VII -  Recomendações:

 

 

 

Recomendamos ao Senhor Presidente da República e comandante supremo das Forças Armadas, Sr. Fernando Henrique Cardoso, que:

 

a)      Determine a imediata suspensão de todos os projetos de construção de unidades militares em áreas indígenas de Roraima;

 

b)      Determine que as Forças Armadas estabeleçam, juntamente com as lideranças indígenas e com a colaboração da FUNAI, acordos para a redefinição dos locais para a eventual construção de unidades militares;

 

c)       Reforce as providências de patrulhamento para a definitiva retirada de garimpeiros, fazendeiros e ocupantes ilegais de terras indígenas em Roraima;

 

d)      Reforce a estrutura administrativa e operacional da FUNAI na região liberando os recursos orçamentários necessários;

 

e)       Determine a apuração rigorosa das denúncias de casos de abuso sexual, notadamente aqueles sabidamente praticados contra índias Yanomami;

 

f)        Determine providências urgentes para a efetivação dos serviços de atenção à saúde dos povos indígenas de Roraima;

 

g)      Homologue, imediatamente, em área contínua, a terra indígena de Raposa Serra do Sol, nos termos da portaria 829/98. 

 

 

 

 

                                                                        Brasília, 19 de fevereiro de 2001

 

 

 

 

 

 

 

 

 

 

 

Notas:

 

 

(1)    EUSEBI, Luigi. “A Bariga Morreu” . Ed.

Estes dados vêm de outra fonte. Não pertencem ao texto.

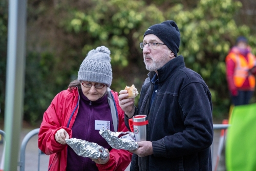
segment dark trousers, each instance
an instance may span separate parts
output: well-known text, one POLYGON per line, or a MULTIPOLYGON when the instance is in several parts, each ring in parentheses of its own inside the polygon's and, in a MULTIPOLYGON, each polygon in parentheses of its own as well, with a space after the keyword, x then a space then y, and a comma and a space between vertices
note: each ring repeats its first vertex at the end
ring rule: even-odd
POLYGON ((252 91, 238 91, 238 95, 236 96, 231 96, 232 103, 234 105, 249 104, 249 101, 253 95, 252 91))

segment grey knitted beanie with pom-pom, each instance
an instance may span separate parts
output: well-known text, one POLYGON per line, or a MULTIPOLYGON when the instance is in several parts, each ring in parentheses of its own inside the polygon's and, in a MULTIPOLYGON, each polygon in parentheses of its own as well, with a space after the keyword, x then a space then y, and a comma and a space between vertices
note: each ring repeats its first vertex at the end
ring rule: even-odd
POLYGON ((90 51, 80 66, 77 80, 104 83, 110 87, 112 82, 110 55, 110 51, 104 46, 90 51))

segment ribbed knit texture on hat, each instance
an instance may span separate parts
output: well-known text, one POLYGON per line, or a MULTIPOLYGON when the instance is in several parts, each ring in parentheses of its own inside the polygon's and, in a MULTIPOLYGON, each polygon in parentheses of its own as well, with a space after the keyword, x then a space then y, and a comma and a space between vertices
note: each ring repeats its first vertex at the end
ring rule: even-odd
POLYGON ((177 56, 180 42, 180 33, 177 25, 172 20, 153 25, 144 34, 153 34, 158 37, 177 56))
POLYGON ((78 71, 78 81, 103 83, 110 87, 112 69, 110 51, 104 46, 90 51, 83 60, 78 71))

Loyola, São Paulo, 1991.

 

 

(2)    ALBERT, Bruce. In: “Yanomami”  - Ensaio fotográfico de Cláudia Andujar

 

 

(3)    Preservamos os nomes dos acusados em respeito ao princípio constitucional de presunção de inocência. Eles estão à disposição, entretanto, das autoridades competentes para a apuração das denúncias.